Not Sure What Type of Desk You Need? 9 Ideas For Gamers, Students, and Everyone Else
Whether you're a student, a gamer, or an artist, you probably spend a good amount of time at a desk. And while any horizontal surface can help you get the job done, certain desk styles are better suited for specific tasks. Take drawing, for instance: an angled surface is a lot like an easel, reducing strain on your neck and back while you create your masterpiece. Or if you're crafting, it sure does help to have drawers galore for your supplies. In this spirit, we've selected nine desks that work brilliantly for all sorts of activities. Read on to see why they work so well.
A Writing Desk
This Paige Writing Desk ($173) has a simple but stylish silhouette that looks elegant (but not stuffy). As its name suggest, it's an ideal place to jot off a note — but it's also great for doing small craft projects, taking a Zoom call, and trying to get to inbox zero.
A Compact Desk
If you don't have endless space, a compact workspace is the way to go.
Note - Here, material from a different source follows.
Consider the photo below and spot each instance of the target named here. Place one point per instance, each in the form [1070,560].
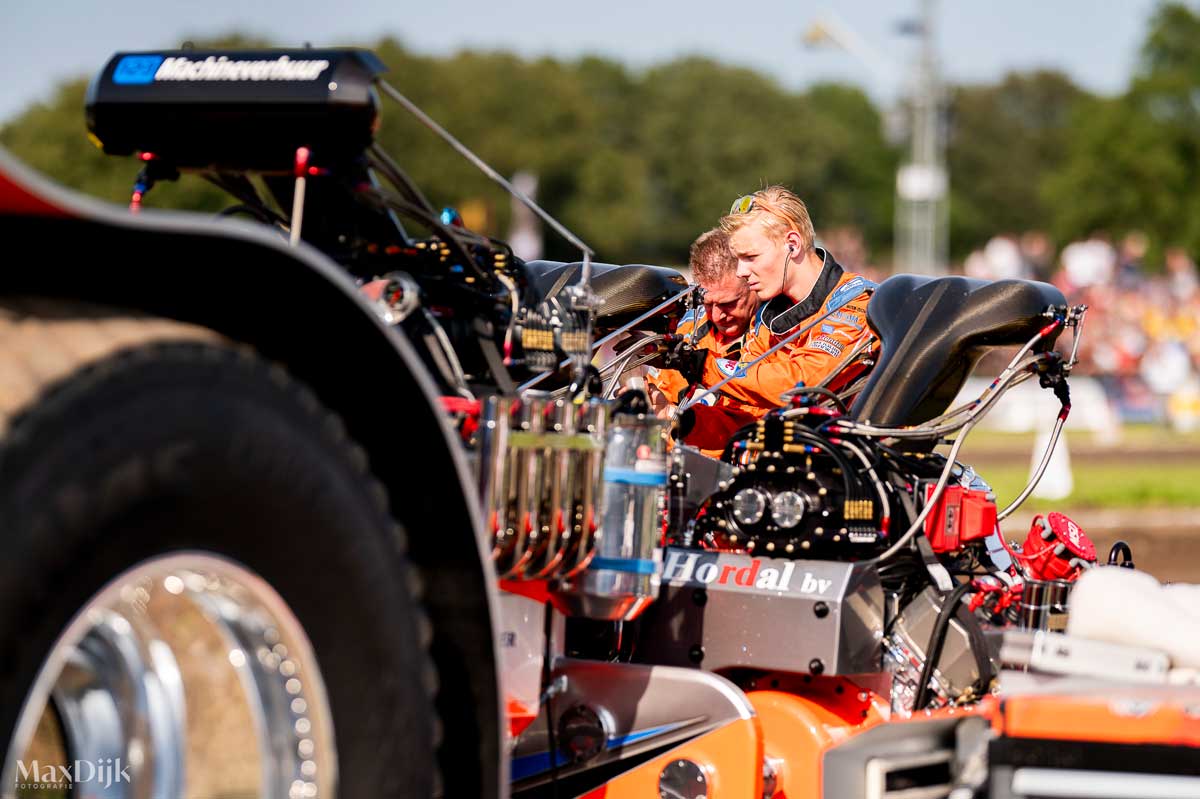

Available in white oak or walnut and equipped with a discreet drawer, this Open Plan Desk ($695) is quietly and eternally stylish. Oh, and if you do have endless space? Good news: the back is finished, so you can float the desk in the middle of your expansive office.
A Gaming Desk
If you're usually up past midnight on your console and multiple screens, you'll find lots to like in the Barolli Gaming Desk ($550). A lower shelf protects your console from dusty floors, and a monitor stand keeps the action at eye level for more comfortable gameplay. An LED light creates a backlit glow, there's a hook for your headphones, and — surprise! — there's a built-in electric can cooler.
A Vanity Desk
If glamour is your middle name, add this Sonnet Storage Vanity Desk ($1,698) to your list of dream items. The classic vanity can be used for primping and streaming, but it also works beautifully as a place to work from home (and has options for stashing your laptop when 5 p.m. rolls around).
An L-Shaped Desk
For creative types like graphic designers and writers, the L shape of the Baraga Desk ($300) is just the thing. Set up your computer on one side, then use the other to work on mood boards, handwritten notes, collages, and anything else that helps you stay productive. Another plus? This design allows left-handed and right-handed people to make the most of their space.
A Standing Desk
Feeling pain in your lower back after a day of slumping over the computer? Try standing up straight while you work. This compact Floyd Standing Desk ($975) is available in a stylish wood finish, or if you prefer color, design your own Jarvis Desk ($699) with the top of your choice.
A Double-Duty Desk
Ideal for homes that don't have dedicated office space, this Carynhurst Desk ($360) works like a desk but can double as an entryway table. During your working hours, set up a laptop and get things done. When it's time to log off, just stash your computer in one of the pull-out drawers. To keep things looking extra sleek, use Command clips to secure your power cord to the desk's legs or back brace so they're tucked away.
A Statement Desk
Attention, students: this Slim Desk ($499) brightens up a space immediately and will last you from high school through grad school and beyond. The sturdy steel desk is available in 17 color options (we're fond of tangerine, pictured here) and doesn't take up a ton of room. Store textbooks on the lower shelf, or keep things organized by sliding in storage trays. A+.
A Drawing Desk
Artists and architects know the value of a drawing desk, and this Studio Designs Drawing Desk ($197) is a well-priced introduction to the concept. Its top can be used flat or angled up to 40 degrees, providing lots of options for working and creating. Other smart features include a pencil ledge, three storage drawers, and a lower shelf, and — best of all — the stool is included. It's available in brighter colors, too, but for our money, black is classic.